View Full Version : After all this time, what to do now?


bobthebuilder1
Dec 27, 2010, 11:45 PM
Moved to its own thread

Over 7 years of being together. 5 of which we have lived together. It has been great and she says she loves her life with me but she thinks there is somerthing missing. And that when she hugs me she should feel a "I love you so much" feeling. She doesn't feel that.
This came up 3 years ago and we put it down to her having some serious issues over not seeing her dad anymore and a void in her heart. She says Ive been more like a Dad to her and that's not enough anymore.
We have a 2 year old. We have decided to split up, but she is scared as she doesn't know if what she is looking for can be found as she knows we have so much together, and our relationship is so good.
I know it sounds crazy but its always been so good, and we respect one another etc. She says she desperately wants us to be together and it all to be fine but she doesn't think its fair to me that I love her more and that she is fighting with it all the time.

I don't know what to do.

talaniman
Dec 28, 2010, 08:10 AM
You be a great father from afar, while she finds herself, and don't act like a couple, focus on your child, and build a life without her. Eventually she will find herself without your influence, for better or worse.

Sorry guy but you can't fix this, she has to make up her mind, and you have to let her, and adjust to the changes because, the relationship is no longer a priority, the child is.

The only thing to iron out is your time with your child, and working together for the benefit of the child, both financial, and emotional. That's it!! The rest will work itself out, eventually.

bobthebuilder1
Dec 28, 2010, 08:29 AM
What if she decides she wants to stay together?

talaniman
Dec 28, 2010, 09:10 AM
She will let you know, and what if she doesn't want to stay together??

Plan for the worst, hope for the best, and do your own thing, REGARDLESS what she does.

Jake2008
Dec 28, 2010, 11:30 PM
She should know without a doubt, whether she's in, or out.

If she wanted to work on her relationship, she would be suggesting marriage counselling. If she has issues affecting her life with you, that don't include you (ie her father), she could also take steps to resolve those issues. She seems to be throwing the baby out with the bathwater so to speak.

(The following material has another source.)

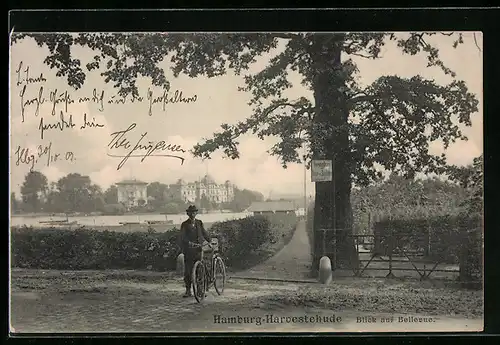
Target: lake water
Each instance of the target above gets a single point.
(34, 221)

Why is it all or nothing, and why doesn't she have some idea what is wrong. On the other hand, if what is keeping her there is security and familiarity and comfort, then perhaps she's just one of those women who have to learn that the 'something missing' is going to be a rude awakening the moment she's on her own.

bobthebuilder1
Dec 29, 2010, 12:23 AM
Seems it's going to happen. She says lastnight she is willing to go through with the split. Seems determined, no tears from her, more than can be said on my part. Im dealing w/ a lot, doesn't love me and I'm going to miss my daughter.